Basically it would be a rebirth of the old Yugoslavia, though only as a customs and transport union. Minus Croatia and Slovenia, of course, which already belong to the EU. But with Albania. Serbia, Bosnia-Herzegovina, Kosovo, Montenegro, and Macedonia – it would be a union of the poorer successor states of Yugoslavia. One can understand why Belgrade might like it. Serbia would be the focus in such a structure, to which everything would gravitate.

The disintegration of Yugoslavia left a vacuum

Just as Belgrade dominated Yugoslavia, it would shape this new Yugoslavia. Macedonia would no longer have to fear for its existence. It would finally be part of a larger alliance instead of alone and defenseless, surrounded by hostile neighbors: Greece, Albania, Bulgaria, Serbia, who are all of the opinion that Macedonia is not a real country, that it partly belongs to them, and that there are no Macedonians as such. Even in Bosnia, as part of such a union, they might be less afraid of falling apart one day.

As far as people are concerned, polls show that the disintegration of Yugoslavia is the one thing to be regretted by each of the successor republics, except perhaps Kosovo. The disintegration of Yugoslavia left a vacuum in the European power structure that has never been filled. Just as the disintegration of the Habsburg Empire once made Europe more fragile with Hitler taking advantage of the weakness of the dwarf states, the end of Yugoslavia has created a permanent conflict in the heart of Europe that has never been completely eradicated. Where Russia, Turkey, the USA, Germany, in short, the great powers play their game with the fire for geopolitical dominance.

The old Yugoslavia collapsed because of internal tensions, especially the rivalry between Serbs and Croats. A new Western Balkans Union would also be bipolar: eight million Serbians in Serbia and Bosnia, five million Albanians in Albania, Kosovo, and Macedonia would dominate it and compete with and against each other.

Of course, it is not about the creation of a new state; such thoughts are basically as rash as the political fears and hopes of those affected. But, some may think, Germany also began as a customs union. And, of course, the EU itself, which today is very much concerned with political power relations and future visions.
Concretely, more than 30 bilateral treaties that deal with the trade relations of the various Western Balkan countries with the Europeans should be sorted out. To link them with a single treaty and a single agreement between a Western Balkan customs union and the EU would be a considerable simplification and could promote economic growth.
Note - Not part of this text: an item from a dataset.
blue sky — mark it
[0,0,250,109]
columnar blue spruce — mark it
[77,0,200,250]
The fact that such a regional economic integration could also simplify and speed up EU accession is logical. Especially in relation to Kosovo, where the fears of such a Balkans Union are greatest.

A first step

But an EU membership for Kosovo suffers from the fact that it is not an independent state in the eyes of Serbia, but belongs to Serbia. There are similar problems programmed between the EU and Turkey in the Cyprus question – Turkey does not recognize the EU member Cyprus as a state because the island is divided and only the Greek part belongs to the EU.

In this respect one can understand Montenegro’s fears: the country has been the most advanced of all Balkan countries in its accession negotiations with the EU, and if a Balkan Customs Union ultimately became a substitute for full EU membership, the country would have the most to lose, However, for Kosovo, whose chances are the lowest, such a Union could be an opportunity to take at least a first step toward the EU. The Union will not be ready for further steps.